Ethical Standards in Software Engineering: A proposed INformed Consent Standard
by Keith Miller
Univ. of Illinois at Springfield
Computer Science Department
June 6-7, 1997, Loyola University, Chicago
ACKNOWLEDGEMENTS
The ideas of this paper were developed as part of an ongoing effort to establish more precise ethical guidelines for computer professionals. A joint IEEE Computer Society / ACM Task Force for Software Engineering Ethics and Professional Practices (SEEPP) was working when I drafted several versions of this paper. That work is now being carried on by the Professional Competence Standards Task Force. A list of people who were emailed versions of this paper is available. Their contributions to this document are too numerous to mention individually, but each is acknowledged here.
INTRODUCTION
All professionals have responsibilities and privileges due to their role. Computer professionals are trusted to make technical decisions about software and hardware. These decisions require sensitivity to human values as well as technical expertise. [1]

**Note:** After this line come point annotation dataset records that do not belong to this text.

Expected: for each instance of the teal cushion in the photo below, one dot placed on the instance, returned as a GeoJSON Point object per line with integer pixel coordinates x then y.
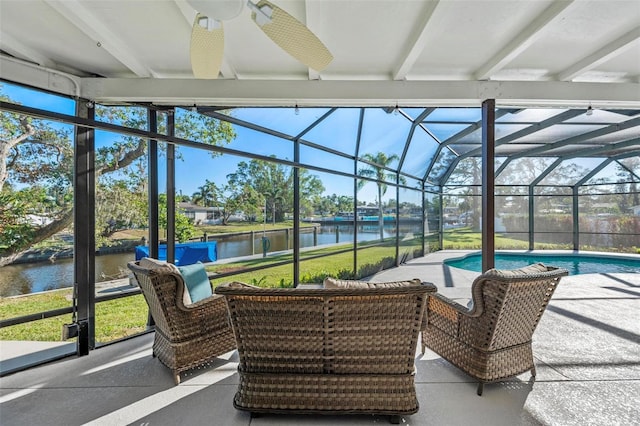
{"type": "Point", "coordinates": [197, 282]}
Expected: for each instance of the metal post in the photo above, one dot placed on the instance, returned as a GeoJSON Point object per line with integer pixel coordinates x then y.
{"type": "Point", "coordinates": [171, 190]}
{"type": "Point", "coordinates": [576, 221]}
{"type": "Point", "coordinates": [531, 217]}
{"type": "Point", "coordinates": [488, 183]}
{"type": "Point", "coordinates": [296, 214]}
{"type": "Point", "coordinates": [152, 162]}
{"type": "Point", "coordinates": [397, 218]}
{"type": "Point", "coordinates": [84, 245]}
{"type": "Point", "coordinates": [152, 196]}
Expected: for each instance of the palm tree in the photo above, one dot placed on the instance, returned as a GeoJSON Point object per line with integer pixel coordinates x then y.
{"type": "Point", "coordinates": [206, 194]}
{"type": "Point", "coordinates": [377, 170]}
{"type": "Point", "coordinates": [275, 195]}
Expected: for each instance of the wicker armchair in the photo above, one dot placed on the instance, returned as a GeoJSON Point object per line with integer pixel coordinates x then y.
{"type": "Point", "coordinates": [186, 334]}
{"type": "Point", "coordinates": [327, 350]}
{"type": "Point", "coordinates": [492, 340]}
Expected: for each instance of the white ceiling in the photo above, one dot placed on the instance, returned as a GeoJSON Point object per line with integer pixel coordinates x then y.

The interaction of human values and technical decisions is particularly important in the area of software quality. The question of "how good is good enough" requires values clarification, allocation of resources, prediction of costs, and analyses and predictions that cannot be based on certainty, but should be based on measurement.[2]
Most software is so complex that guaranteeing perfection in product quality, while highly desirable, is infeasible. However, guaranteeing adherence to mutually agreed-upon development processes from which product quality can be expected to flow is feasible. In the suggestions below we insist that both product and process be addressed when dealing with professional responsibilities for software quality.
We propose that computer professionals adopt an ethical standard of "informed consent," as outlined below.
GUIDING PRINCIPLE
A software developer should obtain informed consent from the client. A software user should have available information about the safety and reliability of software. The public should be able to obtain detailed information about the testing and reliability measures of any commercial software.
DEFINITIONS
"software" : computer programs, internal documentation, design documents, test plans, user manuals, online help, and the like
"software developer" : any professional involved in the production of computer software; this includes but is not limited to designers, coders, testers, managers, and salespeople
"client" : the person or entity that pays for the software "user" : any human who interacts with the software "public" : any citizen or organization
"informed consent": see below
INFORMED CONSENT
"Informed consent" is a term used in medical ethics. [3] We borrow this term and define it for computer professionals as follows:
The client of a computer professional who is buying software should be given sufficient information to make a reasonable choice about investing in the software. The developer should disclose information at an appropriate level of detail. The acceptance of the client should be voluntary, and should include a formal authorization whenever possible.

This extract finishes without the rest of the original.